The increased Lp-PLA2 activity, as well as, the decreased activities of PAF-CPT and Lyso-PAF-AT, explain the decreased bound-PAF level in TD patient and the EC50 of PAF. However, total PAF is in a normal range and this probably can explain one of the reasons this TD patient has no CAD.
Tangier 病(TD)是一种罕见的家族综合征的表型表达,其突变发生在 ABCA1 转运体上。TD 患者患冠状动脉疾病的风险是可变的。另一方面,血小板激活因子(PAF)介质在动脉粥样硬化中的关键作用已经被发现。血浆脂蛋白是细胞中 PAF 乙酰水解酶(PAF-AH)的载体,在血浆中称为脂蛋白-磷脂酶 A2(Lp-PLA2),是血液中 PAF 水平的调节剂。此外,PAF 可以从重塑和从头合成途径生物合成,其中溶血小板激活因子乙酰转移酶(Lyso-PAF-AT)和血小板激活因子胆碱磷酸转移酶(PAF-CPT)是调节酶。本研究的目的是在具有独特突变(C2033A)的 TD 患者中研究血液中 PAF 的浓度、富含血小板的血浆(PRP)对 PAF、二磷酸腺苷(ADP)和凝血酶的 50%聚集等效浓度(EC50)值,以及 PAF 代谢酶 Lp-PLA2、PAF-AH、Lyso-PAF-AT 和 PAF-CPT 的活性。

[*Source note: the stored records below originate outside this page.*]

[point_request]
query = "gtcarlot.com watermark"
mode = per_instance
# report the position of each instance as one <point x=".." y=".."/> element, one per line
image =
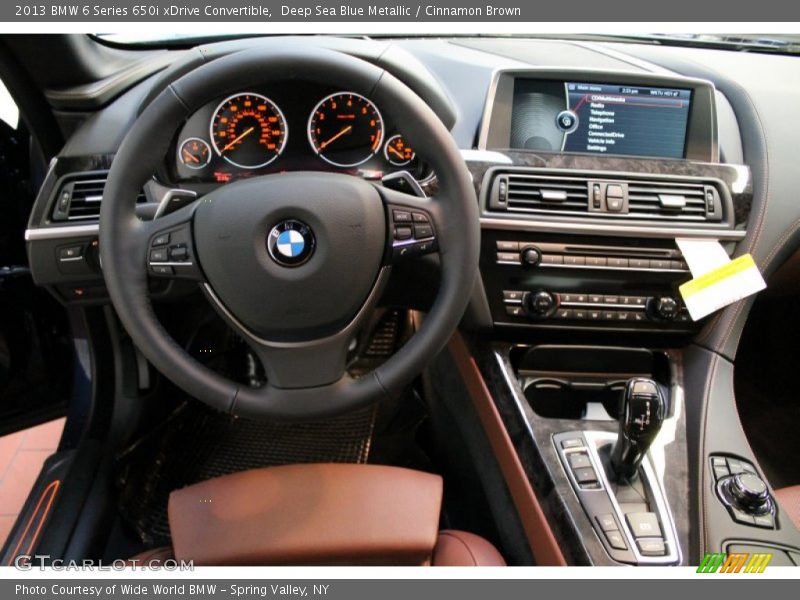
<point x="28" y="562"/>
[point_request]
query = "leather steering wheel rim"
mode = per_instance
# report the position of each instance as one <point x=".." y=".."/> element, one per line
<point x="124" y="238"/>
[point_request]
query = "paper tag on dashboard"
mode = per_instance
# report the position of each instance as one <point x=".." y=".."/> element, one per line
<point x="702" y="255"/>
<point x="719" y="287"/>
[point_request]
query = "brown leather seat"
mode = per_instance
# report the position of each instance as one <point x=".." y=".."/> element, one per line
<point x="789" y="499"/>
<point x="317" y="514"/>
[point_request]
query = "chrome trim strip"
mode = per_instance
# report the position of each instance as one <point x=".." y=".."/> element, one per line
<point x="608" y="229"/>
<point x="67" y="231"/>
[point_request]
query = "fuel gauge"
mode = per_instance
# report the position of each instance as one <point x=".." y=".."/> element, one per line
<point x="397" y="152"/>
<point x="194" y="153"/>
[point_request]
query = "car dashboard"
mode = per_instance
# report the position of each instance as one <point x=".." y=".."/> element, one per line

通过聚集仪测量 PRP 的 EC50 值。在体外酶促测定后,通过色谱分离和在生物测定中测量产生的 PAF,确定 PAF-CPT 和 Lyso-PAF-AT 的比活性。在体外酶促测定后,通过放射性 PAF 的衰减来测定 PAF-AH 和 Lp-PLA2 的比活性。
与健康女性相比,TD 患者血液中的结合 PAF 值较低,PAF-CPT 和 Lyso-PAF-AT 的比活性降低,血小板和白细胞中的 PAF-AH 比活性以及血浆中的 Lp-PLA2 活性增加,PAF 和凝血酶的 EC50 较高。
Lp-PLA2 活性增加,以及 PAF-CPT 和 Lyso-PAF-AT 的活性降低,解释了 TD 患者结合 PAF 水平降低和 PAF 的 EC50。然而,总 PAF 处于正常范围内,这可能是 TD 患者没有 CAD 的原因之一。